Com ênfase na troca de conhecimentos para enriquecer o saber, educadores dos municípios de Bodocó, Ouricuri e Salgueiro estão sendo capacitados por meio do “Projeto Cisterna nas Escolas”, da Articulação Semiárido Brasileiro (ASA) em parceria com a ONG Caatinga. A ação chegou ao terceiro módulo de formação de oficinas em educação contextualizada para a convivência com o Semiárido. 
A formação é realizada com professores das escolas rurais beneficiadas diretamente com a construção de cisternas de 52 mil litros e tem o objetivo de construir conhecimento junto aos educadores, para que possam valorizar e utilizar o saber local de forma metodológica no cotidiano escolar. 

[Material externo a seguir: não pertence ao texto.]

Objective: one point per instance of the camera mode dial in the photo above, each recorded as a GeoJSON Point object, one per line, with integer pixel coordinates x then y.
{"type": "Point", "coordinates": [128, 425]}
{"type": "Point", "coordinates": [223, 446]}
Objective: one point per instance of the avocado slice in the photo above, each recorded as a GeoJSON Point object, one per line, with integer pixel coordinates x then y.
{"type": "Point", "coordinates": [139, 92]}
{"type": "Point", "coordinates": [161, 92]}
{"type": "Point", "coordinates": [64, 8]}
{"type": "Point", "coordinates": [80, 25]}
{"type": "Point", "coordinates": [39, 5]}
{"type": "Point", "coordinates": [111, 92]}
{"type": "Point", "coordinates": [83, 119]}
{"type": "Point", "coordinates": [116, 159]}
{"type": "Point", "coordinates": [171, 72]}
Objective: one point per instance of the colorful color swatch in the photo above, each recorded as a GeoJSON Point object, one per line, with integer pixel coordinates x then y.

Nesse sentido, a necessidade de a escola assumir cada vez mais o papel social de contribuição para a comunidade na qual está inserida, bem como a busca constante do conhecimento, são constatações ratificadas nas falas dos educadores. “Se o objetivo dessas oficinas era nos provocar a pensar e refletir sobre nossa prática pedagógica, sobre o meio onde vivemos, o objetivo foi alcançado”, ressaltou a professora Raiane Mendes, que leciona na Escola Getúlio Vargas, em Bodocó. 

Em torno de 375 educadores participaram das capacitações, que envolvem teoria e prática. Segundo a técnica do Caatinga, Kátia Rejane, que ministrou e acompanhou boa parte das formações, a ação tem resultado surpreendente. “A valorização do saber local e das atividades realizadas pelas famílias só foi possível graças ao novo olhar que os educadores/as têm do semiárido, enxergar as tantas possibilidades de vida e dignidade, ocupando o lugar da miséria e sofrimento, que historicamente foram reproduzidos pela mídia foi uma quebra fundamental para a nova prática pedagógica, o brilho nos olhos dos/as educadores/as ao falar do Semiárido é claro e motivador”, destacou.